Agosto libra a las aldeas del vacío pertinaz que sufren todo el año, minusvaloradas excepto por sus vecinos, que las conservan y persisten. A veces una historia truculenta las sitúa en los periódicos, destripando con un prisma deformado sus pasiones y contradicciones. Lejos de ser siempre relajante y hospitalario, un silencio sostenido durante tanto tiempo (en las noches de invierno, sobre todo) puede llegar a ser el ruido más ensordecedor, como decía Miles Davis. Una parte de nosotros siempre está presente, aunque estemos lejos, pensando o viviendo en las antípodas.

En agosto resucitan los recuerdos de la infancia. El tiempo es más relativo. Bullen las plazas de las villas y hay vida sin amargura en las terrazas de las casas hasta que el otoño llega a cerrarlas a empellones. Se reencuentran, ríen y discuten con pasión las familias dispersas por el mundo. Hay al menos una fiesta en cada parroquia, con verbenas al aire libre y comidas multitudinarias e interminables sobremesas. Es el tiempo mejor para la empanada y el pulpo á feira; para las sardinas y la ensaladilla de casa.

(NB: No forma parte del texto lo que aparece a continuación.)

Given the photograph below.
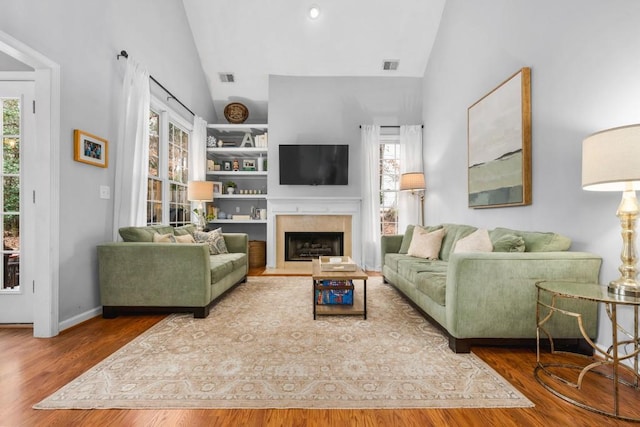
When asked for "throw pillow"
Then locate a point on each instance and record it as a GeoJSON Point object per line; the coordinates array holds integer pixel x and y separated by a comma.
{"type": "Point", "coordinates": [214, 239]}
{"type": "Point", "coordinates": [478, 241]}
{"type": "Point", "coordinates": [163, 238]}
{"type": "Point", "coordinates": [185, 238]}
{"type": "Point", "coordinates": [509, 243]}
{"type": "Point", "coordinates": [425, 244]}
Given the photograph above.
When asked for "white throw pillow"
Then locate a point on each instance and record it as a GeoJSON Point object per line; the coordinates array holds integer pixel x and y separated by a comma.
{"type": "Point", "coordinates": [426, 244]}
{"type": "Point", "coordinates": [478, 241]}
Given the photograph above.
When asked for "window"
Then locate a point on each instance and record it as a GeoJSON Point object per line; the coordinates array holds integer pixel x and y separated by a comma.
{"type": "Point", "coordinates": [168, 172]}
{"type": "Point", "coordinates": [389, 183]}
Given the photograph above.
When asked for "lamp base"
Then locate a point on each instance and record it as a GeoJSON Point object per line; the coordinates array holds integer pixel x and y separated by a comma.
{"type": "Point", "coordinates": [624, 287]}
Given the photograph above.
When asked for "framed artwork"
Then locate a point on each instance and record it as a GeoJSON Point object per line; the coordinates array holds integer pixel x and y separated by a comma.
{"type": "Point", "coordinates": [90, 149]}
{"type": "Point", "coordinates": [217, 188]}
{"type": "Point", "coordinates": [499, 145]}
{"type": "Point", "coordinates": [249, 164]}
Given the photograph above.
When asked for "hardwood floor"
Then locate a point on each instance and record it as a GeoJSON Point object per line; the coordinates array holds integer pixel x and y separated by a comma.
{"type": "Point", "coordinates": [31, 369]}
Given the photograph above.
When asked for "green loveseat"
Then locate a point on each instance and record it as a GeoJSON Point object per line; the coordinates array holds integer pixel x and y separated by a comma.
{"type": "Point", "coordinates": [490, 298]}
{"type": "Point", "coordinates": [140, 275]}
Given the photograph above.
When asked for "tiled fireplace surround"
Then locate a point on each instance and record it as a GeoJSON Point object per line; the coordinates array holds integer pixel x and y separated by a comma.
{"type": "Point", "coordinates": [311, 214]}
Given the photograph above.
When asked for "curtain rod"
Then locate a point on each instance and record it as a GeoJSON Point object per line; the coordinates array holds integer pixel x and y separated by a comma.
{"type": "Point", "coordinates": [124, 54]}
{"type": "Point", "coordinates": [391, 126]}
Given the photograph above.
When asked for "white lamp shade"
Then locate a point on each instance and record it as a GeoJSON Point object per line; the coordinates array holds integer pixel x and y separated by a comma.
{"type": "Point", "coordinates": [412, 181]}
{"type": "Point", "coordinates": [200, 191]}
{"type": "Point", "coordinates": [611, 159]}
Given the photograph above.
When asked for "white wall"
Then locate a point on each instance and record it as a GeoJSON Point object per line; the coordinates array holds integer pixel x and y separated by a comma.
{"type": "Point", "coordinates": [330, 110]}
{"type": "Point", "coordinates": [584, 64]}
{"type": "Point", "coordinates": [84, 38]}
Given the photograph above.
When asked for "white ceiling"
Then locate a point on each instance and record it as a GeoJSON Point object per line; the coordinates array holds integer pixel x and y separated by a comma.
{"type": "Point", "coordinates": [255, 38]}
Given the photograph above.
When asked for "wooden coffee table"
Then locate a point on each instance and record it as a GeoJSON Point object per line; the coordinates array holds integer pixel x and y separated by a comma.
{"type": "Point", "coordinates": [359, 307]}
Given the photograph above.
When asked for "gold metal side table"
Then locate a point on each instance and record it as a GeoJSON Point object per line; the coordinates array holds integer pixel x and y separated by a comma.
{"type": "Point", "coordinates": [618, 363]}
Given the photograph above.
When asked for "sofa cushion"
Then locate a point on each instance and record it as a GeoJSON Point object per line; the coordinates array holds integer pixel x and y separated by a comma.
{"type": "Point", "coordinates": [453, 233]}
{"type": "Point", "coordinates": [478, 241]}
{"type": "Point", "coordinates": [143, 234]}
{"type": "Point", "coordinates": [408, 235]}
{"type": "Point", "coordinates": [535, 241]}
{"type": "Point", "coordinates": [214, 239]}
{"type": "Point", "coordinates": [433, 285]}
{"type": "Point", "coordinates": [426, 244]}
{"type": "Point", "coordinates": [508, 243]}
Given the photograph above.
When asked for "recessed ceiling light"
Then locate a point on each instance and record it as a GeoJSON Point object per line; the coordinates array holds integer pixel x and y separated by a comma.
{"type": "Point", "coordinates": [314, 11]}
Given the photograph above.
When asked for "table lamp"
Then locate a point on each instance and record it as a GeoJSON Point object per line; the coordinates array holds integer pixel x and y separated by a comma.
{"type": "Point", "coordinates": [611, 162]}
{"type": "Point", "coordinates": [414, 182]}
{"type": "Point", "coordinates": [200, 191]}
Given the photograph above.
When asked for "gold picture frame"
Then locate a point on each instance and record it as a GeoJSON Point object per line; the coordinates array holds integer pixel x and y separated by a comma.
{"type": "Point", "coordinates": [90, 149]}
{"type": "Point", "coordinates": [499, 145]}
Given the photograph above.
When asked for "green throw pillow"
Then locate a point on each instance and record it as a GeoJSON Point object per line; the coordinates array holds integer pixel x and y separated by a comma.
{"type": "Point", "coordinates": [408, 235]}
{"type": "Point", "coordinates": [214, 239]}
{"type": "Point", "coordinates": [508, 243]}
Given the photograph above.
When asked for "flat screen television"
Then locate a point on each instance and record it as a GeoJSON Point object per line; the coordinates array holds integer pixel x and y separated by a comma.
{"type": "Point", "coordinates": [314, 164]}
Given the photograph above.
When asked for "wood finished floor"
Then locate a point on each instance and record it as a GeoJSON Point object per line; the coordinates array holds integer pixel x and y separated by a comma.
{"type": "Point", "coordinates": [31, 369]}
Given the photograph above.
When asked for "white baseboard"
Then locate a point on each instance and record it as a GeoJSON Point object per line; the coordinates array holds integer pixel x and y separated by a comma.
{"type": "Point", "coordinates": [76, 320]}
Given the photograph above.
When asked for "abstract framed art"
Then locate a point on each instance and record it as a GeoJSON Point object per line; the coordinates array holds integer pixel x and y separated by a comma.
{"type": "Point", "coordinates": [499, 145]}
{"type": "Point", "coordinates": [91, 149]}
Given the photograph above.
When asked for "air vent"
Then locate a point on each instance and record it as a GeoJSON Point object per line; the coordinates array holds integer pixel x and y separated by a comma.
{"type": "Point", "coordinates": [227, 77]}
{"type": "Point", "coordinates": [390, 65]}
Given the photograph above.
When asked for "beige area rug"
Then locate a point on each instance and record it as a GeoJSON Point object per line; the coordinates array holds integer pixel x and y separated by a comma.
{"type": "Point", "coordinates": [261, 348]}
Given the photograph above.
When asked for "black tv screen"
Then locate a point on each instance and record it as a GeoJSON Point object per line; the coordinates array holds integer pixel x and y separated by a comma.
{"type": "Point", "coordinates": [314, 164]}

Las aldeas reciben a los emigrantes, pudientes o no, tan necesitados de curarse la morriña en la escena de partida, en la tierra que dejaron por sí solos o en la piel de sus padres o abuelos.

El resto del año los pueblos pequeños -nuestros álbumes de recuerdos y en ocasiones también nuestros graneros- se limitan a sus rutinas pausadas. Sus calles se agostan, el pulso decae, la crisis demográfica se agrava. Hay más de 30.000 núcleos en Galicia (el 40% de los lugares que existen en España) y crece cada ejercicio el número de localidades sin un solo habitante.

Los residentes (menos cada vez) regresan a sus ocupaciones y muchos a la simple contemplación de la soledad. Miden la resistencia del calendario a que el verano vuelva a empezar. Las aldeas dormitan de entierro en entierro hasta que regresa, hasta que todos lo hacemos. Nuestros pueblos son nuestra matriz. ¿Y si volvemos?